Saturday, December 03, 2005

1990 setting the scene


Desertification

For the 80 million people who live on the margins of deserts throughout the world, the problem of increasing desertification of what amounts to about 20% of the Earth's surface is one requiring immediate action. The figure above shows those parts of the Earth's surface under threat from desertification.Worldwide nearly 21 million hectares of agricultural land has been made useless by the process of desertification and the area is expected to double by 2025. It is a problem which, as the map shows, is not restricted to poor countries - although these countries will find it harder to solve the problem.

Desertification is the process by which productive agricultural land is converted to useless desert. This process is not basically related to any change in climate. It appears to be the direct misuse of the environment. This misuse has occurred in the form of overgrazing, poor cultivation methods and poor irrigation methods.

Overgrazing of an area can result in the compaction of soil so that new plant growth cannot reach the surface. Overgrazing can also result in the death and destruction of existing plant growth which no longer binds the soil together. Winds remove the precious soil.

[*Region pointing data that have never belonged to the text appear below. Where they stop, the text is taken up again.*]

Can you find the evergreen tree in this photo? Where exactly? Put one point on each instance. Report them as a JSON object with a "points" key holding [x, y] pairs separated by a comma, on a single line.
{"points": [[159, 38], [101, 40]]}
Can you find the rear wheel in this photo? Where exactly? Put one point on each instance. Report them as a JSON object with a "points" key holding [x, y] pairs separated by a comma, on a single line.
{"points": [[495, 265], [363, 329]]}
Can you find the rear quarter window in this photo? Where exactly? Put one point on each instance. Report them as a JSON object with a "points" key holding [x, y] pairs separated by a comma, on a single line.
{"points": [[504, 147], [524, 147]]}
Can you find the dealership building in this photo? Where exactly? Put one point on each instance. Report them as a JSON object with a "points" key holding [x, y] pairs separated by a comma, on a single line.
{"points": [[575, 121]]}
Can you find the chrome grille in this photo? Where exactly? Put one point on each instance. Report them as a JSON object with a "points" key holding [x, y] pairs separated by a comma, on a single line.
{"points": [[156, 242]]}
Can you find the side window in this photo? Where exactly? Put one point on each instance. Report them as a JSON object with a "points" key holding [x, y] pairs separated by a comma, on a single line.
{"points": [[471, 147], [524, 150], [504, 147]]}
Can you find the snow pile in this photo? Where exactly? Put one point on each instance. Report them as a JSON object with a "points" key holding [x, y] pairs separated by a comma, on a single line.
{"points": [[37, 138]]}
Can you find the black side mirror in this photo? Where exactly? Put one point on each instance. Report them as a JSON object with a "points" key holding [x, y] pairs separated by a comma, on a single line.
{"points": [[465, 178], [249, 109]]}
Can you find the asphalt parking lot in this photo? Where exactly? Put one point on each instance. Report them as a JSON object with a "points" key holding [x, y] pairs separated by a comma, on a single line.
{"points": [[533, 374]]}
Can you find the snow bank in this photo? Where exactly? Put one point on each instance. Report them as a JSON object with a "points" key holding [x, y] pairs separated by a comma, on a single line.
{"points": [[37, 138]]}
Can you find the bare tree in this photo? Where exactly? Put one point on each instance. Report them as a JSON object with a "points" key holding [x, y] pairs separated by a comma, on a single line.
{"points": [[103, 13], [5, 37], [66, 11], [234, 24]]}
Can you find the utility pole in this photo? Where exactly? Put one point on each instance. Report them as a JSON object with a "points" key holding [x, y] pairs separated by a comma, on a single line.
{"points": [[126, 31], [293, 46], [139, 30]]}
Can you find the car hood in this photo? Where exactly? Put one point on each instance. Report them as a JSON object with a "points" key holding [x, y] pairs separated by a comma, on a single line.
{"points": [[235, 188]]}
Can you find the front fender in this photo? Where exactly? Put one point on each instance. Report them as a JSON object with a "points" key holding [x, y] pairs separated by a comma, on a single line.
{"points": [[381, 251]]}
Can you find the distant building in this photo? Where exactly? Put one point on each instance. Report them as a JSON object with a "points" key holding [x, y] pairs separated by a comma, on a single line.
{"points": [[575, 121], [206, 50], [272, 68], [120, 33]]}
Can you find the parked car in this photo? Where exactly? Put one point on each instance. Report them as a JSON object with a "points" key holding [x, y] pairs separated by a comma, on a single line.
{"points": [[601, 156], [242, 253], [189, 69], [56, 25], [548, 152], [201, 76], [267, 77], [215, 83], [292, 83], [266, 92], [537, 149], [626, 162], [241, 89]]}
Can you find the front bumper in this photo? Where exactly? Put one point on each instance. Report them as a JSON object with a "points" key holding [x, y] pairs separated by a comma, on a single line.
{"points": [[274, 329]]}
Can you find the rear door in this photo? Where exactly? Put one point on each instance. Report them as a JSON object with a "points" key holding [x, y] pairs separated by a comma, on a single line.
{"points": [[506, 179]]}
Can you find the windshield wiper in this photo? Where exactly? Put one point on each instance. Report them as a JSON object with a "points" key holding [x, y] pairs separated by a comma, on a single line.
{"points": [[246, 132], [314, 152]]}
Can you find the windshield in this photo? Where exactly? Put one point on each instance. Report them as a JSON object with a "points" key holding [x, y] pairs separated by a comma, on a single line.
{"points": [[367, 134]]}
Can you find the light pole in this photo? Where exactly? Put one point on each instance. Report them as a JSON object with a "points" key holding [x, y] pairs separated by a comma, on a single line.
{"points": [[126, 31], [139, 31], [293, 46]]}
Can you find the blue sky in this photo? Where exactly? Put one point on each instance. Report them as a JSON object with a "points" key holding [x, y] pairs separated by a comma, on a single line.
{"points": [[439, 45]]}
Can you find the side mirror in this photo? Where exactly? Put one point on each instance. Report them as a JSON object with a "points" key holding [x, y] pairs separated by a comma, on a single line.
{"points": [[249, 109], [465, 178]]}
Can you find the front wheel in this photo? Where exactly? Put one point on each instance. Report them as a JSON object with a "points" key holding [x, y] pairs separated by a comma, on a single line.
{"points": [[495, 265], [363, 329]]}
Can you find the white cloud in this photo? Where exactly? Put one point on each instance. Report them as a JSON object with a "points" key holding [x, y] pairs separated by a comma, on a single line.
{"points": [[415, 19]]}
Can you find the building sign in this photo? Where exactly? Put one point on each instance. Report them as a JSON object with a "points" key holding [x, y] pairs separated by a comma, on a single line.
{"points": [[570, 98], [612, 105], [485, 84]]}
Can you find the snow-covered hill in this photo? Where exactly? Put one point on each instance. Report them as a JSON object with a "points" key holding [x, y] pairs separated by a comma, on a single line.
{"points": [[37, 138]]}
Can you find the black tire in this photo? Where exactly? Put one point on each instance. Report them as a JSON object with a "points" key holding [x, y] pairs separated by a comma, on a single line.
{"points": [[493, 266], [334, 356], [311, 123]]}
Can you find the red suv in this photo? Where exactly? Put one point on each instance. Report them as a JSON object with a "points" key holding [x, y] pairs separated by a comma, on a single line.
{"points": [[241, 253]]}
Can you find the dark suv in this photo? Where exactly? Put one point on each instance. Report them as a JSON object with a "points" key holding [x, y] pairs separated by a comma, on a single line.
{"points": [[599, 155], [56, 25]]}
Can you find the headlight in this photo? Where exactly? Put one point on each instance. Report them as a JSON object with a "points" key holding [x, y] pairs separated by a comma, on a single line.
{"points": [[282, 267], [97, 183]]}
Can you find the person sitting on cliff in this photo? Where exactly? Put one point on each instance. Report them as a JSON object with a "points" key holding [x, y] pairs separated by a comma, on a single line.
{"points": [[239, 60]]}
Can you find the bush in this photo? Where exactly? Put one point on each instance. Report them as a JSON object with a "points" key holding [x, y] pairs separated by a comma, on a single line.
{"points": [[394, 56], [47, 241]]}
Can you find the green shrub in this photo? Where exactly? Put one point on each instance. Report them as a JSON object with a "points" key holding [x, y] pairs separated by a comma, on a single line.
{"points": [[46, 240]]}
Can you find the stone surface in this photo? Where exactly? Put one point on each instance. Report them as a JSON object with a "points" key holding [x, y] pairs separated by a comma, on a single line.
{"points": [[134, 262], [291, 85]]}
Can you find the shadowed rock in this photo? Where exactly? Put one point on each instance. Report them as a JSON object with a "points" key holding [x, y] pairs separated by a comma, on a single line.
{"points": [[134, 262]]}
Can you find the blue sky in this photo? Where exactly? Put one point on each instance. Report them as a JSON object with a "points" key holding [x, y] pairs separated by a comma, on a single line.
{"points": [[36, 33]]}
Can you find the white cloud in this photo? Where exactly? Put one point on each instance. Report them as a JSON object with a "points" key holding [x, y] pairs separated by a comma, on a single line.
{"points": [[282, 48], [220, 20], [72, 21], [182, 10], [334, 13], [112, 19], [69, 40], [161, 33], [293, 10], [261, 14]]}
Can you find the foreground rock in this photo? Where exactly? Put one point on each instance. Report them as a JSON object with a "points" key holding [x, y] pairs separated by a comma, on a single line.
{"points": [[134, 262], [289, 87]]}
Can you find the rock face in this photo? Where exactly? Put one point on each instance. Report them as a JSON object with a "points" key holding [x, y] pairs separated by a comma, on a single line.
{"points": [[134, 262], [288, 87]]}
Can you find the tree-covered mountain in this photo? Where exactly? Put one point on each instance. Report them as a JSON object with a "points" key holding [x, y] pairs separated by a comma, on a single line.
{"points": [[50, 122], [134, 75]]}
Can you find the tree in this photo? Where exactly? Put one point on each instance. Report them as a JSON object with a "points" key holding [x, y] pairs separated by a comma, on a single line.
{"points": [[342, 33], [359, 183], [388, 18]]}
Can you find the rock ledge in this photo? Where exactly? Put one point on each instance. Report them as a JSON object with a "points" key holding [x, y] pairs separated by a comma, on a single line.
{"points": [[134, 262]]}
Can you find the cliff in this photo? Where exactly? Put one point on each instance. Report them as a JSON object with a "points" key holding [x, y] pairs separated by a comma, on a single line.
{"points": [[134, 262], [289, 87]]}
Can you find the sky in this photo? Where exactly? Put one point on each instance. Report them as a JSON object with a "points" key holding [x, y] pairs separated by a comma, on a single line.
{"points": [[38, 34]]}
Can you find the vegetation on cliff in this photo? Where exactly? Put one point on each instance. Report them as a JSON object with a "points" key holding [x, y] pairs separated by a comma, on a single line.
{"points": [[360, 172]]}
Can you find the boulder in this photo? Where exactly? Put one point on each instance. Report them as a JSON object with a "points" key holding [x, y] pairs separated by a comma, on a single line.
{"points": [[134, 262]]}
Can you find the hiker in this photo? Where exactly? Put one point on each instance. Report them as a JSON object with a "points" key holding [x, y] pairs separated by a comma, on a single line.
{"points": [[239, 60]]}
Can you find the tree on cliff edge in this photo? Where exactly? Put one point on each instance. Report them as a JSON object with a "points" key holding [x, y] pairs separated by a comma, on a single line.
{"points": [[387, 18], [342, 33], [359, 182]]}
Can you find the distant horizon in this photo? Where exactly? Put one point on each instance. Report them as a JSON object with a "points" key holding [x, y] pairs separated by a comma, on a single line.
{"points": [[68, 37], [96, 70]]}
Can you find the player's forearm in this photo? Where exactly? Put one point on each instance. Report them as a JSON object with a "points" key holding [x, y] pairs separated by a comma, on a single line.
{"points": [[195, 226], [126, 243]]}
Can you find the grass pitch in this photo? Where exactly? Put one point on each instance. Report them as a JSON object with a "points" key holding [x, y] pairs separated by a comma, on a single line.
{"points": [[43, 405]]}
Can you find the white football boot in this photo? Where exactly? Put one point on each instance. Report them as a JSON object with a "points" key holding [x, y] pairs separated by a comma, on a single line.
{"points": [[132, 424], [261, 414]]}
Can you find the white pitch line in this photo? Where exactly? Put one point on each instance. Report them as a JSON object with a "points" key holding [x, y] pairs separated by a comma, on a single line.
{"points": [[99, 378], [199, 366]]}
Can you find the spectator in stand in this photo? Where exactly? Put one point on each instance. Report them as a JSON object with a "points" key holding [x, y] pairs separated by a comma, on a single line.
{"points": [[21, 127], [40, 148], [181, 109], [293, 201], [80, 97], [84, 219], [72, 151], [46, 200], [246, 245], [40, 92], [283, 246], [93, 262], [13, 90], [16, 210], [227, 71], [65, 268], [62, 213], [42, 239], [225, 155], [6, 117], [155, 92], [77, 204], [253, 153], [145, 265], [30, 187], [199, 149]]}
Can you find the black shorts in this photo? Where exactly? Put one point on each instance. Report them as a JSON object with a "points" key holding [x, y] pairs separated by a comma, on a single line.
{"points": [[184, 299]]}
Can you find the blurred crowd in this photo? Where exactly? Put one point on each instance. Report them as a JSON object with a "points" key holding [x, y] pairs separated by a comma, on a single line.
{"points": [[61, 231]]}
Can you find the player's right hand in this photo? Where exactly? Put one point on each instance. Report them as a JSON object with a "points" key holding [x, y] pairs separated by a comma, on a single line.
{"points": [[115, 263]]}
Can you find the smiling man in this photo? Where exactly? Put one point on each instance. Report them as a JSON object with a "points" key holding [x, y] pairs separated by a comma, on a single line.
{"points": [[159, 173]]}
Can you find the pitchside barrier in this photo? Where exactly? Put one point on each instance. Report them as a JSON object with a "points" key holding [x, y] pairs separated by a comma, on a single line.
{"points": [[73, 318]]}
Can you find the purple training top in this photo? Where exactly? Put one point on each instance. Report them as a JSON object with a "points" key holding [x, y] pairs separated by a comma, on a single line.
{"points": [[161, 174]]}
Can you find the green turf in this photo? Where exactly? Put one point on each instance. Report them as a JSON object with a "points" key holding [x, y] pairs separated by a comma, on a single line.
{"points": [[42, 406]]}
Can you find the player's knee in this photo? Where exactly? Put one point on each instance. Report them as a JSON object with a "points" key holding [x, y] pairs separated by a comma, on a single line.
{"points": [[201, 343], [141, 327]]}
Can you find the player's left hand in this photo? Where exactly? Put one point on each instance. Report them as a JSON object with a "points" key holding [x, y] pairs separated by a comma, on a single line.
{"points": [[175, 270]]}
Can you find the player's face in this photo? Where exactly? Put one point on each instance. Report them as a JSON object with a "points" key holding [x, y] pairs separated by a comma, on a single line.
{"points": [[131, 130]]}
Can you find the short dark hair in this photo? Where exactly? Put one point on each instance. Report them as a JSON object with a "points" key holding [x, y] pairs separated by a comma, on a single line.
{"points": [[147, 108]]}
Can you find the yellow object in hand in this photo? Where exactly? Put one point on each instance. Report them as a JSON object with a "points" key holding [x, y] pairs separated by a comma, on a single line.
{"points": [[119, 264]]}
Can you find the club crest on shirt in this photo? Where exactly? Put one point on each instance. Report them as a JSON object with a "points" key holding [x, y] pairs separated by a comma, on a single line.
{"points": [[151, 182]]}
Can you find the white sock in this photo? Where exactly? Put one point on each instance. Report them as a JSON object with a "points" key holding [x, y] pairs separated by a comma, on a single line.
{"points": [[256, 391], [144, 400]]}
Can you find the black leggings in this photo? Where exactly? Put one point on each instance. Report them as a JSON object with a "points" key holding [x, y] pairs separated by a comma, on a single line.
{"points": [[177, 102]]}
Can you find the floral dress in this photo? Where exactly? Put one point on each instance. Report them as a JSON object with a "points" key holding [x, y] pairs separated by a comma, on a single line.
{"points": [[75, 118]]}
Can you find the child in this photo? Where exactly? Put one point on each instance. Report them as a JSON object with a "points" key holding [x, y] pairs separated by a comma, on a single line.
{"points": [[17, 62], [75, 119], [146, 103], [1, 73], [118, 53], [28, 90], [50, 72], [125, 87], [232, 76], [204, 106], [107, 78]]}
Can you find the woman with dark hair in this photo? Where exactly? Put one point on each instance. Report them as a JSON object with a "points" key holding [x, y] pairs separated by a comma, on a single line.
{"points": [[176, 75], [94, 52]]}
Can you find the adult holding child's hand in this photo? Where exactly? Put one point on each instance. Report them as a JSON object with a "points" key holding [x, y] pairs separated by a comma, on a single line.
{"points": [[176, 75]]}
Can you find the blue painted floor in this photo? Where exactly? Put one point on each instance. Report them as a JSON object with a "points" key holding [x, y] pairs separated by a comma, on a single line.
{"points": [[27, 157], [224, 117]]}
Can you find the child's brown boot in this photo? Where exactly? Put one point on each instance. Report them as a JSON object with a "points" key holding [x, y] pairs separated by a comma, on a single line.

Poor cultivation methods often take place when farmers are lured into cropping marginal areas following a number of good rainfall seasons. Normal dry weather seasons replace the good seasons and farming collapses leaving the exposed soil open to the wind.

Poor irrigation methods have claimed large areas of farmland even in countries like Australia. The clearing of land of its tree cover followed by intensive watering results in the water table rising to the surface. If the land, like most parts of Australia, has been under the ocean at some time, harmful salts can be drawn up into the root zone and may even appear as deposits on the surface of the land. The land becomes useless for agriculture.

( exerpts from People and the Environment 3 : The Changing Landscape D.A.Lergessner, Macmillan Education Australia, 1992 )

Thursday, December 01, 2005

International Year of Deserts & Desertification

The United Nations has identified the problem of expanding desert areas and the plight of people living in or near those areas as the focus of attention in 2006 International Year of Deserts and Desertification.

It will be interesting to see how the situation has changed since desertification first became a global issue in the early 1990s.